Single Track Road?

Hi Folks,

I’m a bit new to this, so apologies if this is covered somewhere, but is there a way to represent a single track road and passing places?

I’d have guessed at attributes like “highway=single_track” or “highway=narrow”, and also a node attribute of “highway=passing_place” of something, but I can’t see it on the wiki. Am I looking for the wrong thing? Is there something more generic?

Thanks in advance,

Steve.

You’re talking about a metalled (asphalt, bricks, etc) road so narrow that cars cannot pass each other except on special passing places? If that’s the case I think it should be either:

  • highway=track, tracktype=grade1 with some nodes having the attribute passing_places=yes. This contradicts the definition of track though (track being declared as mostly a private road).
  • highway=unclassified, width=x (approx. width in meters) with some nodes having the attribute passing_places=yes. For a public road this might be the best option.

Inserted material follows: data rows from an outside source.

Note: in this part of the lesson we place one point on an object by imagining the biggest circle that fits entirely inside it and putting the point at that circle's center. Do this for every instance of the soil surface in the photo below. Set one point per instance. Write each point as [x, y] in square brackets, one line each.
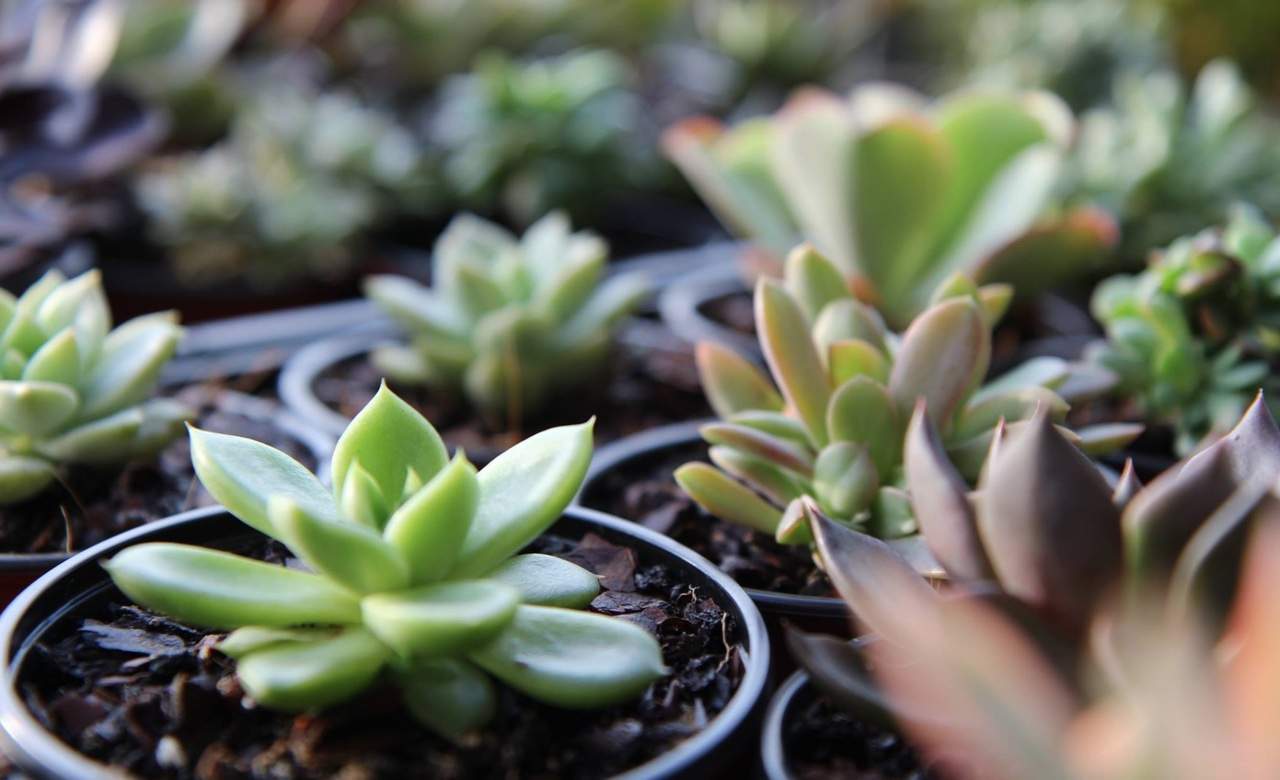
[645, 492]
[645, 386]
[821, 742]
[94, 503]
[154, 697]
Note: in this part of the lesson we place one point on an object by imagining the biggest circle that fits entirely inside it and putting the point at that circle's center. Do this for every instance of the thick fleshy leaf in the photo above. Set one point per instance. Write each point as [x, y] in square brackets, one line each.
[36, 407]
[792, 359]
[429, 528]
[731, 383]
[389, 437]
[23, 477]
[129, 365]
[862, 411]
[727, 498]
[522, 492]
[572, 658]
[218, 589]
[444, 619]
[547, 580]
[813, 281]
[885, 592]
[777, 451]
[312, 675]
[242, 475]
[942, 355]
[348, 553]
[1048, 525]
[941, 501]
[448, 696]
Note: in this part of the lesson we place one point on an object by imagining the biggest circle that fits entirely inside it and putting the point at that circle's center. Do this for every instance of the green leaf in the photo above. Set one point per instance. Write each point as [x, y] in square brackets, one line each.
[23, 477]
[792, 357]
[944, 354]
[522, 492]
[429, 528]
[443, 619]
[726, 498]
[862, 411]
[572, 658]
[389, 437]
[547, 580]
[36, 407]
[448, 696]
[312, 675]
[731, 383]
[242, 475]
[348, 553]
[218, 589]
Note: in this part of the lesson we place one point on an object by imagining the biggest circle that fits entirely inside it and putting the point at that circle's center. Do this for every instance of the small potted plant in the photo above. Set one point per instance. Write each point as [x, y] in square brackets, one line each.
[1059, 588]
[88, 448]
[437, 615]
[832, 424]
[513, 333]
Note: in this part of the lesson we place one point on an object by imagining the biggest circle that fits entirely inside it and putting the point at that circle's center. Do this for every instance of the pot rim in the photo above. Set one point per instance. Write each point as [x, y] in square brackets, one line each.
[679, 301]
[24, 737]
[251, 406]
[640, 445]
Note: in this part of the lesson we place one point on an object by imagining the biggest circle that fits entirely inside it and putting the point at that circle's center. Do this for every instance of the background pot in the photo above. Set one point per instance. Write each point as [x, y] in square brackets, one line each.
[81, 583]
[18, 570]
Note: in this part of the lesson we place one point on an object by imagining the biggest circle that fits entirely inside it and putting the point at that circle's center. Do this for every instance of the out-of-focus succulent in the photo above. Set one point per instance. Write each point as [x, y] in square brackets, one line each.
[507, 320]
[835, 432]
[900, 192]
[524, 138]
[74, 391]
[291, 192]
[1089, 633]
[1166, 160]
[412, 569]
[1192, 336]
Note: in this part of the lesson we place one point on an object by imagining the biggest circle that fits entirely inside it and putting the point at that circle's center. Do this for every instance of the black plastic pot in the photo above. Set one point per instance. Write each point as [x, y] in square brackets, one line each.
[81, 584]
[826, 615]
[18, 570]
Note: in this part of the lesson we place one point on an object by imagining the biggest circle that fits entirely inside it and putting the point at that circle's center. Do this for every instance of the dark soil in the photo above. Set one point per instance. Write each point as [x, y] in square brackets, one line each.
[94, 503]
[822, 742]
[644, 387]
[644, 491]
[152, 697]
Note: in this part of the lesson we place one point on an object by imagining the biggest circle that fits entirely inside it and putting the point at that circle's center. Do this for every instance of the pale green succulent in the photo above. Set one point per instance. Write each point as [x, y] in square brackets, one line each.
[900, 192]
[74, 391]
[507, 320]
[412, 573]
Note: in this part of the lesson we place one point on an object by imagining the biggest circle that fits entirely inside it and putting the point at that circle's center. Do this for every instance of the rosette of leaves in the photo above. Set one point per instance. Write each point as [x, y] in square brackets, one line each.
[1086, 632]
[291, 192]
[507, 320]
[1168, 160]
[1191, 337]
[72, 390]
[524, 138]
[830, 424]
[900, 192]
[412, 573]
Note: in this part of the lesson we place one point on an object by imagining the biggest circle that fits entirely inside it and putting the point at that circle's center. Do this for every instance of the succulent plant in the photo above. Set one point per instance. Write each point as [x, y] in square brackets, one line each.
[524, 138]
[289, 192]
[899, 192]
[1191, 337]
[412, 569]
[1086, 632]
[507, 320]
[830, 425]
[73, 390]
[1168, 160]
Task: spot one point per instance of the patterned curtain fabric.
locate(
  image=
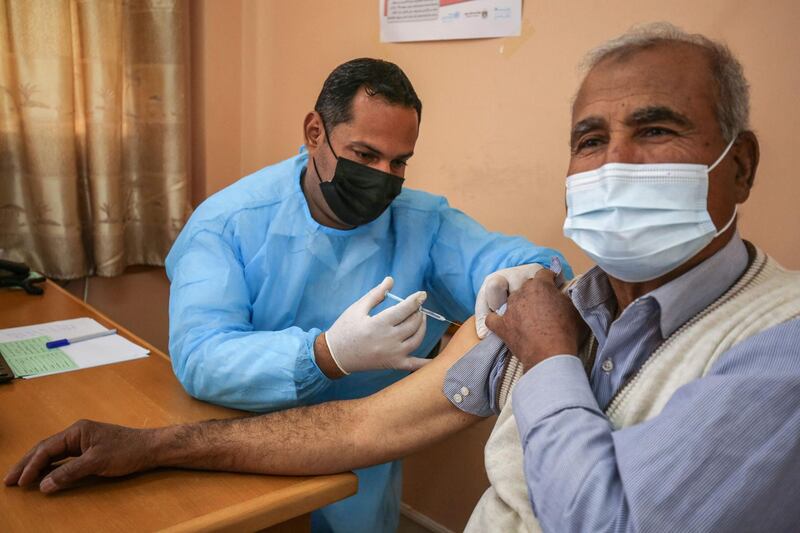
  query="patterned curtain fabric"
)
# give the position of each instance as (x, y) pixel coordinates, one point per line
(93, 133)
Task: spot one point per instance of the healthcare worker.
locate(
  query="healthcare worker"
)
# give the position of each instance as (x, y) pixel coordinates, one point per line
(278, 281)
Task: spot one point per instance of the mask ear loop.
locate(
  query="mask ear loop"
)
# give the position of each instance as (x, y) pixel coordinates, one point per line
(728, 225)
(330, 147)
(712, 167)
(720, 158)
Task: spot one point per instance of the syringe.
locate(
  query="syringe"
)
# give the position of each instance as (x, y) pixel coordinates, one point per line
(426, 312)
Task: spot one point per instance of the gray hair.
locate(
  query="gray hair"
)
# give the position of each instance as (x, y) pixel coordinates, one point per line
(733, 99)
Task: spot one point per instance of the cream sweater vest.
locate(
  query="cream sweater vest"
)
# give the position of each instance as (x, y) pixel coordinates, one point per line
(766, 295)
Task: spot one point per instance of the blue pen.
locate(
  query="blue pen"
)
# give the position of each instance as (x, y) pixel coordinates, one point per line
(66, 342)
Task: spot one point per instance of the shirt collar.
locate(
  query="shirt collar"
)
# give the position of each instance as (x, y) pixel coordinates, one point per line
(678, 300)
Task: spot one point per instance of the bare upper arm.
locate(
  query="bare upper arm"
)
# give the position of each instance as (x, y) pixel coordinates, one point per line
(413, 412)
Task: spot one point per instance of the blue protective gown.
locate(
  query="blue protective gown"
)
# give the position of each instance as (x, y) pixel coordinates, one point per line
(255, 279)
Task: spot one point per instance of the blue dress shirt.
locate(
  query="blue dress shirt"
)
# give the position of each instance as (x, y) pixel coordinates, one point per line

Please note that there are no ‘official’ tagging standards for such situations yet but it’s being discussed in various places e.g. in the wiki (just search on: layby, passing place or tracktype etc).

This doesn’t actually exist yet. I proposed passing_places=true a long time ago.

Being only in proposed state doesn’t mean you can’t use it :slight_smile: If later on is decided that the feature should be tagged differently then the existing tags could be migrated to the new standard.

So using a ‘proposed’ tag is perfectly ok, it’s just that the renderers will probably not use that information (yet).

haha passing places, sigh.

Thin roads are the same sort of highways as wider roads. The width is the variant. width= works for this. This involves more research than basically anyone is willing to do though.

In terms of travelling a road by car, there are 4 width’s that really have any effect, and they also have to consider the sides of the road.

  1. 2 cars can drive pass normally
  2. 2 cars slow down to pass, it’s a near squeeze with one of the car’s tires brushing the side of the road
  3. 2 cars pass and 1 car has to leave the paved road onto the grass
  4. 1 car has to reverse or stop, go to a passing place and the other passes.

The speed’s for these roads vary hugely and therefore really need splitting for route planners. 1) is 50-60mph, 2) 40-50mph, 3) 25-35mph 4) 20-25mph

The ability to pass on a road also makes the width clear to a necessary level to render it, therefore this is the method which I have been using for the last year or so and I can say it works fine after this period of testing this method, primarily for mapping smaller country lanes.

As for the highway=track suggestion. This just doesn’t work, because track is a physical thing which is required with multiple highway types, therefore using this tag makes accurate mapping impossible, and incorrect. Therefore I state the tracktype alone, which is why it is different to surface values, as well it’s lack of overly exact specification for use which don’t work in reality.

Passing place is only useful if you stick it on nodes for each passing spot, and again I don’t think people will be mapping to this level for a long time. To state a road has passing places is obvious, because every road does. (I await the obvious answers to that eagerly)

In the end I suggest you just tag how you want, as this question has been being asked for about 20 months, therefore I wouldn’t expect any resolving of it anytime soon, but what I just said has worked fine for me.

Ouch indeed.

Why ouch? I’ve been thinking of “meetingplaces” (Swenglish) for a while I even have a picture of three I found on a city street. :wink:

We (Ben and I) have been somewhat at odds at each other as to how to best represent single track roads. This goes back a year probably.